Increased risk appetite and higher inflows
The Indian market developed positively in March. After a weak February for equities there was a bounce-back from greater global risk appetite, resulting in large flows of capital to emerging markets including India. Foreign investors net bought Indian stocks for USD 4 billion.
Carnegie Indienfond rose 3.4 percent in SEK. The US Fed held off further interest rate hikes, and announced that it wants to wait before raising interest rates further due to turmoil in world stock markets and uncertainty about developments in China. The dollar softened on this announcement, causing commodity prices, particularly oil, to make a sharp rebound from oversold levels.
India’s new budget was well received, and the government stuck to its plan to cut the deficit. Some minor reforms were approved in the real estate and commodity sectors. For example, Indian steel producers won protection from cheap Chinese steel through the introduction of an import duty. This also helped the banks, which have large outstanding loans to steel companies.
Lower food prices resulted in lower inflationary pressure in early 2016. Combined with the lessened risk of US rate hikes, this means we now expect an interest rate cut of 0.25 percent in early April. The best performers this month were interest rate sensitive companies and cyclical industries. The pharmaceutical sector was hit by bad news when the US Food and Drug Administration chose to inspect the products of a number of Indian companies. In several cases these resulted in warnings and demands for action.

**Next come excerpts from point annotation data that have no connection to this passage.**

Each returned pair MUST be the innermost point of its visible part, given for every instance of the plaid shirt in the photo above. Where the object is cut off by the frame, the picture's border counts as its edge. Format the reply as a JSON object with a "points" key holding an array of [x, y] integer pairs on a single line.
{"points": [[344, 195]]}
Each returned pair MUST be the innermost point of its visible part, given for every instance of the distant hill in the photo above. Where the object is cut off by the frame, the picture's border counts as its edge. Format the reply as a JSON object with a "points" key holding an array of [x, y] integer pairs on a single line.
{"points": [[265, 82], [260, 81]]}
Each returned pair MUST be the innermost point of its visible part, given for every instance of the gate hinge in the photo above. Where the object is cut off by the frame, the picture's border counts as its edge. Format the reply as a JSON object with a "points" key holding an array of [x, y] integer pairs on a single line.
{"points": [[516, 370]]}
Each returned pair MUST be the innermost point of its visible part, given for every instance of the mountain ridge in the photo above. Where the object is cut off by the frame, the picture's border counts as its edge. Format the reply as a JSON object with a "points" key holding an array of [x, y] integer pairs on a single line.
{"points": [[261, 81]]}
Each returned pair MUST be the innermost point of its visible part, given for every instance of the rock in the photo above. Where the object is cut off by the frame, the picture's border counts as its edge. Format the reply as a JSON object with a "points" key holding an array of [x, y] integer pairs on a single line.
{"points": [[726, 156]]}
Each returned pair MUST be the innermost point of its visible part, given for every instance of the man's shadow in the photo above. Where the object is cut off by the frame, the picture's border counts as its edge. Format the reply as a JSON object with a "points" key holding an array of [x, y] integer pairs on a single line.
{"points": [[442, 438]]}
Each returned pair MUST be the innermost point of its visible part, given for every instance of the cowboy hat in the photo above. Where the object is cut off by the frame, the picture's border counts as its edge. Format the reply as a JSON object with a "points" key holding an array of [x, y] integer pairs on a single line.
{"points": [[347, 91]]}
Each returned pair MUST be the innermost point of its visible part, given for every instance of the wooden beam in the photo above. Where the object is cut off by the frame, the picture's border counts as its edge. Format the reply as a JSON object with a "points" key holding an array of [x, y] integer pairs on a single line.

We made a new investment in Aurobindo Pharma in March. Carnegie Indienfond upped its investments in Infosys and Godrej Consumer Products.
Year-end reports will be presented in April, and are expected to be slightly better than last year. Profits are predicted to rise by 10-15 percent next year. If the situation in China is stabilised and the Fed does not raise interest rates, the central bank may cut interest rates further.